WW Food Tracker: Multimodal AI Agents for Nutrition Logging

Manual food tracking is tedious. You have to look up every ingredient, estimate portion sizes, and enter everything by hand — which is exactly why most people stop doing it after a few days. The WW Food Tracker takes a different approach: take a screenshot of your meal (from a food delivery app, a recipe page, a restaurant menu, or even a photo of your plate), and let an AI agent do the analysis.

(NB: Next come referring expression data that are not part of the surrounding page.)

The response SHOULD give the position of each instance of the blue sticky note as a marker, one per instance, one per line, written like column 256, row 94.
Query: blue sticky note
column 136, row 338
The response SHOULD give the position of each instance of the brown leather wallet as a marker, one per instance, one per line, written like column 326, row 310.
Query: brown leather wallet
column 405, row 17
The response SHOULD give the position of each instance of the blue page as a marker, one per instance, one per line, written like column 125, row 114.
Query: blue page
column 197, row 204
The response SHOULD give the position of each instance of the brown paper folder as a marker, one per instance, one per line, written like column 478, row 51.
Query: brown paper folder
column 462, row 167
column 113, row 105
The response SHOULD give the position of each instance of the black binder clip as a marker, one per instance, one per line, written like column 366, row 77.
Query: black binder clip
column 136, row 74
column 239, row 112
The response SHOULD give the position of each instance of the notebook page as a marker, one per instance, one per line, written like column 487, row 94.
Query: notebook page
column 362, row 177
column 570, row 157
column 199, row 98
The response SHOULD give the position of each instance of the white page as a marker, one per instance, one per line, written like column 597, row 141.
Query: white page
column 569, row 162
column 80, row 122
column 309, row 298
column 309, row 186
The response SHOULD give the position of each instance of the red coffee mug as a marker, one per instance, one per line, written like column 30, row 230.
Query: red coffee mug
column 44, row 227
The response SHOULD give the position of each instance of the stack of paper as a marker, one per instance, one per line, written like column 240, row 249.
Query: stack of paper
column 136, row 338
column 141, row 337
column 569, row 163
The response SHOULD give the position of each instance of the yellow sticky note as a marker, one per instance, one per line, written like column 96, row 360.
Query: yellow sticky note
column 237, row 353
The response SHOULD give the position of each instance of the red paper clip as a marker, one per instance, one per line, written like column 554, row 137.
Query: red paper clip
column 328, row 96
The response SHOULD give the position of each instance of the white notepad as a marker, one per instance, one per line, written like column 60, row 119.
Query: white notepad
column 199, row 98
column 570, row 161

The pipeline starts with a vision model that receives the screenshot and returns a structured description of what’s visible: ingredients, portion estimates, preparation method. This unstructured description is then passed through a second step that converts it to a normalized JSON schema: each food item, estimated quantity in grams, and macronutrient estimates. The JSON output is then fed into a skill runner — a lightweight executor that can apply domain-specific logic on top of the structured data, such as calculating Weight Watchers points, comparing against daily goals, or flagging items that exceed a user-defined threshold.

The skill pipeline pattern is what makes this more than a one-shot prompt. Each skill is a small, focused function that takes the normalized JSON and produces a specific output. Skills are composable: you can chain them, run them in parallel, or conditionally activate them based on the content of the previous step. This is a practical implementation of the “tool use” pattern that modern AI agents rely on, applied to a concrete domain.

What I find most interesting about this project from a technical standpoint is how much the quality of the JSON normalization step matters. Vision models are good at describing food, but the structured output needs to be consistent enough for downstream skills to process reliably. Small prompt engineering decisions — how you define the schema, what examples you provide, how you handle ambiguous cases — have a disproportionate effect on the end-to-end quality. Multimodal AI agents are powerful, but the data normalization layer is where most of the real engineering effort lives.